Cannot pickle Map or System object (incompatibility with emcee)

iancrossfield commented 3 years ago

Describe the bug When I try to use starry in the MCMC sampler `emcee' (via either the Map object directly, or via the System object), emcee fails in both cases because the Map object cannot be pickled. Specifically: "AttributeError: Can't pickle local object 'Map..Map'"

To Reproduce

import starry, pickle map = starry.Map(udeg=2, rv=True)
f = open('spam.pickle', 'w') pickle.dump(map, f)

Results in the error listed above.

Expected behavior I expect to be able to successfully use starry Map or System objects in Bayesian inference calculations (specifically, MCMC; very specifically, via 'emcee').

Your setup (please complete the following information):

Version of starry: 1.1.2
Operating system: Ubuntu 20.04
Python version & installation method (pip, conda,etc.): Python 3.7.6 , installed via pip

rodluger commented 3 years ago

You must be passing the starry.Map instance as an argument to the log probability function. Currently, the Map class is generated from a class factory, so it's not directly picklable. I think it would be straightforward to fix this, but I would recommend a different, likely much faster approach than what you're currently doing: switch to lazy evaluation mode and explicitly compile the theano function yourself. There's a section in the docs showing how to do this.

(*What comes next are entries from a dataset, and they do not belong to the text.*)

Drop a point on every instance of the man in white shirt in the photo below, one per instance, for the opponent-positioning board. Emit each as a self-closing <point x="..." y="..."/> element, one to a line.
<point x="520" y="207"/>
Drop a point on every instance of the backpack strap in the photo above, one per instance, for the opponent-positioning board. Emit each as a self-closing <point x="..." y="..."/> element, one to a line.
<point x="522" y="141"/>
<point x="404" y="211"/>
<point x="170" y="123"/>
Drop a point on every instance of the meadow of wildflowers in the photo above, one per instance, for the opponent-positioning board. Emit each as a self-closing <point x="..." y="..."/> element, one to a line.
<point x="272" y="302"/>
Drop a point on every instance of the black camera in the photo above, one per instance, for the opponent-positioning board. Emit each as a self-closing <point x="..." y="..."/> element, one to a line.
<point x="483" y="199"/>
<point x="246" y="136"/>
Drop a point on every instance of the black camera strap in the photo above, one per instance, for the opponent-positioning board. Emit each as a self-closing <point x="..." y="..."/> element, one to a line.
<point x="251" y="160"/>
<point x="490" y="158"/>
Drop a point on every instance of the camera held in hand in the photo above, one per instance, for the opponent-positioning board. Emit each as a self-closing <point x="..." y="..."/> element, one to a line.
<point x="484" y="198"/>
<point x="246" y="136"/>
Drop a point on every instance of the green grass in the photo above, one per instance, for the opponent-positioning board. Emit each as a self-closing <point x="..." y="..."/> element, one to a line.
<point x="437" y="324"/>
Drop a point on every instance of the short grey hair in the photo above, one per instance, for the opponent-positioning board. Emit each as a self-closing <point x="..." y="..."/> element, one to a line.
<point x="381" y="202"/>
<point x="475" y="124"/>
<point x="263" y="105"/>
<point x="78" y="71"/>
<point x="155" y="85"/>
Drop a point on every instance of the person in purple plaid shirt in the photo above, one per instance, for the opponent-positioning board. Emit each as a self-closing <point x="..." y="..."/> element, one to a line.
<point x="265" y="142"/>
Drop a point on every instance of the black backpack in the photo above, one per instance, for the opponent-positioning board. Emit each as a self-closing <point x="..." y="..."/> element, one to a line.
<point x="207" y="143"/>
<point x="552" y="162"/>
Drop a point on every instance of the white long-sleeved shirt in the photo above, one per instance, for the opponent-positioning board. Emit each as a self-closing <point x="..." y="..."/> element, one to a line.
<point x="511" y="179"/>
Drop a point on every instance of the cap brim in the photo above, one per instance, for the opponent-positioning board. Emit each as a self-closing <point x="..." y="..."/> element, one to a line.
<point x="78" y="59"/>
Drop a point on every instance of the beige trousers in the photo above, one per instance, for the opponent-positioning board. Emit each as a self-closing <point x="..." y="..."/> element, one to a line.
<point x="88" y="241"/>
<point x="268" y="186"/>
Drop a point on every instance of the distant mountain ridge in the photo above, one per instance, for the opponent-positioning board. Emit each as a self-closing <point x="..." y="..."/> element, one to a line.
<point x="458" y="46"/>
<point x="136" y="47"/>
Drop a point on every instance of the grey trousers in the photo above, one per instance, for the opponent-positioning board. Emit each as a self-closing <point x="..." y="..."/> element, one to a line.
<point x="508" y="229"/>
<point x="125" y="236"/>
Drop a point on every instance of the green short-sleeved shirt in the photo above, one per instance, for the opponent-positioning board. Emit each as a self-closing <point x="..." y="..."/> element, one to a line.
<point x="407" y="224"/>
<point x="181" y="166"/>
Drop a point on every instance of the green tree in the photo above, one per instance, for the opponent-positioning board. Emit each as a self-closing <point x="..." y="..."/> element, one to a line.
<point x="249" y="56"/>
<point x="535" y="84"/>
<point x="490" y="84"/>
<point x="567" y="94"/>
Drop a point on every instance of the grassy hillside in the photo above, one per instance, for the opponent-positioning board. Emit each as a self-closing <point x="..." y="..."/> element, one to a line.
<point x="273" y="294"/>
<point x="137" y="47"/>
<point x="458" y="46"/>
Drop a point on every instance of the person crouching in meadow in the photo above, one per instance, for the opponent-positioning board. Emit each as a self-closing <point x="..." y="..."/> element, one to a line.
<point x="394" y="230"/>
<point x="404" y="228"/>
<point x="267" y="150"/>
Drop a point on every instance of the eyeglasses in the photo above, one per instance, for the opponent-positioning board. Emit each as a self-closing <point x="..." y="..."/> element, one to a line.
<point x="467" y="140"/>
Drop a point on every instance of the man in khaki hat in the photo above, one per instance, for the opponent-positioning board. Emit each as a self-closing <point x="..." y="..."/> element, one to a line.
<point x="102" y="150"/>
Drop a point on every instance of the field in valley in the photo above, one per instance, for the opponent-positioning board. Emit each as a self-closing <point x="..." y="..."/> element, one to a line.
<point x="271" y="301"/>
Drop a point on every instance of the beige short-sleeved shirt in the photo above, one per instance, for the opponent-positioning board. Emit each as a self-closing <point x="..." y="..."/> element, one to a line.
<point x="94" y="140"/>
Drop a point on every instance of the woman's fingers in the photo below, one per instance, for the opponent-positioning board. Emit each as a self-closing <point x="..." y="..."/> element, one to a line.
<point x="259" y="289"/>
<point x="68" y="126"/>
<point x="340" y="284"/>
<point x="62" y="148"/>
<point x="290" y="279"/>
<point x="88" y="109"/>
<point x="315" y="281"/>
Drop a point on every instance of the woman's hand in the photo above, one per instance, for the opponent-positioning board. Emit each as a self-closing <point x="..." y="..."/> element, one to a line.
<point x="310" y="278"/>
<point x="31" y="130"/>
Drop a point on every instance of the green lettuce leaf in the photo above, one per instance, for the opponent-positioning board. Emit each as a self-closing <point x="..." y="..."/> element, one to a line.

The reason it's faster is that you're compiling all the operations (instantiating the map, setting the attributes, computing the flux, computing the likelihood) into a single executable function. You're also baking in the dataset into the compiled routine, so there's much, much less data transfer across cores.

I usually recommend using pymc3 instead to do sampling, since that's what starry is optimized for (and it can be significantly faster for many problems). But following the steps above should work for you. Let me know if you run into issues.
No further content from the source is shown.